Я не считаю абсолютизм формой правления, которая может в Германии держаться в течение длительного времени или иметь успех. Прусская конституция, если не считать нескольких переведенных из бельгийской конституции статей, содержащих громкие фразы, в своем основном принципе разумна. Она располагает тремя факторами – королем и двумя палатами, – каждый из которых может своим вотумом воспрепятствовать произвольным изменениям законного status quo [существующего положения]. В этом и заключается правильное разделение законодательной власти. Если последнюю эмансипировать от публичной критики прессы и парламента, то возрастет опасность, что она уклонится на ложный путь. Абсолютизм Корины так же непрочен, как и абсолютизм парламентского большинства; требование, чтобы любое изменение законного status quo проводилось с согласия короля и парламента, правильно, и нам не нужно было улучшать что‑либо существенное в прусской конституции. С этой конституцией можно править, и путь германской политики оказался бы прегражденным, если бы мы в 1866 г. изменили ее. До победы я никогда не заговорил бы об «индемнитете»; теперь, после победы, король был в состоянии великодушно предоставить его и заключить мир, не со своим народом – мир с ним никогда не нарушался, как показал ход войны, – а с той частью оппозиции, которая заблуждалась относительно своего правительства больше из национальных, чем из партийно‑политических побуждений.
Примерно таковы были мысли и аргументы, с помощью которых я пытался в течение многих часов переезда из Праги в Берлин (4 августа) преодолеть препятствия, которые оставили у короля собственные воззрения, но в еще большей мере – посторонние влияния и особенно – влияние консервативной депутации. Это осложнялось тем, что с публично‑правовой точки зрения стремление к индемнитету казалось королю признанием совершенной несправедливости[53]. Я тщетно пытался опровергнуть это словесное и юридическое заблуждение, утверждая, что предоставление индемнитета не заключает в себе ничего иного, кроме признания факта, что правительство и его коронованный глава поступали rebus sic stantibus [при наличных обстоятельствах] правильно; требование индемнитета и есть стремление к такому признанию. Конституционной жизни, тем рамкам, которые она отводит правительству, всегда свойственно, что не для всякой ситуации конституция может предписывать правительству тот или иной обязательный для него путь. Король остался при своем отрицательном отношении к индемнитету, мне же казалось необходимым перекинуть – в политическом ли, в словесном ли смысле – золотой мост парламентским противникам, из которых самое большее лишь те, кто образовал позже свободомыслящую партию, были настроены злонамеренно, остальные же – просто зарвались. [Это было необходимо] ради того, чтобы восстановить внутренний мир в Пруссии и продолжать германскую политику короля, опираясь на твердую прусскую базу. Многочасовая и очень напряженная для меня беседа, ибо мне все время приходилось подыскивать осторожные выражения, велась мною с королем и кронпринцем в купе железнодорожного вагона. Кронпринц, правда, не поддерживал меня, но мимикой своего подвижного лица он выражал по крайней мере свое полное согласие со мной, укрепляя меня [в моих возражениях] его отцу.
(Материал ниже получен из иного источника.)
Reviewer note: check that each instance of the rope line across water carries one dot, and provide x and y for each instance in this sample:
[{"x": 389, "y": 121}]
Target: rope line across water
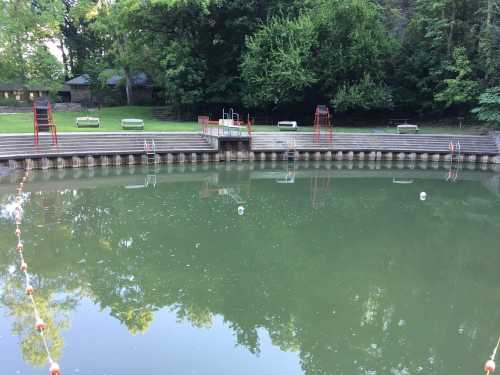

Путем переписки, которую я вел из Никольсбурга с остальными министрами, был составлен проект тронной речи, одобренной его величеством, за исключением фразы, относящейся к индемнитету. В конце концов король нехотя согласился и на нее. Таким образом, ландтаг мог быть 5 августа открыт тронной речью, возвещавшей, что надлежит обратиться к представительству провинций за последующим утверждением правительственных мероприятий, осуществленных без [соответствующего] закона о государственном бюджете. In verbis simus facilesl [будем простыми на словах].
VI
Ближайшей нашей задачей было урегулировать наши отношения с различными германскими государствами, с которыми мы вели войну. Мы могли бы отказаться от аннексий в пользу Пруссии и добиваться компенсации за счет союзной конституции. Но его величество так же мало верил в практический эффект параграфов конституции, как в старый Союзный сейм, и настаивал на территориальном расширении Пруссии с тем, чтобы заполнить разрыв между западными и восточными провинциями и обеспечить Пруссии прочно округленную территорию и на тот случай, если бы национальное новообразование раньше или позже потерпело неудачу. При аннексии Ганновера и Кургессена дело заключалось, следовательно, в том, чтобы установить при всех возможных условиях крепкую связь между обеими частями монархии. Препятствия для таможенной связи между обеими частями нашей территории и позиция Ганновера в последней войне снова сделали очевидной необходимость полного сосредоточения в одних руках северного территориального комплекса. Мы не могли вновь подвергать себя опасности иметь у себя в тылу при будущих войнах с Австрией или еще с кем‑либо один или два вражеских корпуса хороших войск. Опасение, что когда‑нибудь обстоятельства могут сложиться именно так, обострилось из‑за явно преувеличенных представлений короля Георга V о своей миссии и о миссии своей династии. Не каждый день представляется случай предотвратить подобную опасную ситуацию, и государственный деятель, которому события дают возможность осуществить это и который их не использует, берет на себя большую ответственность, ибо международно‑правовая политика и право германской нации, в качестве таковой, жить и дышать нераздельным целым не могут рассматриваться под углом зрения частно‑правовых принципов. Ганноверский король направил со своим адъютантом послание королю в Никольсбург, которое я просил его величество не принимать потому, что нам надлежало руководствоваться не сентиментальной, но политической точкой зрения, а самостоятельность Ганновера и его международно‑правовая прерогатива посылать по усмотрению своего суверена в каждом отдельном случае свои войска за или против Пруссии несовместимы с осуществлением германского единства. Одна только незыблемость договоров, не подкрепленная соответствующим могуществом влиятельнейшего из князей, никогда не была сама по себе достаточным условием, чтобы обеспечить германской нации мир и единство в империи.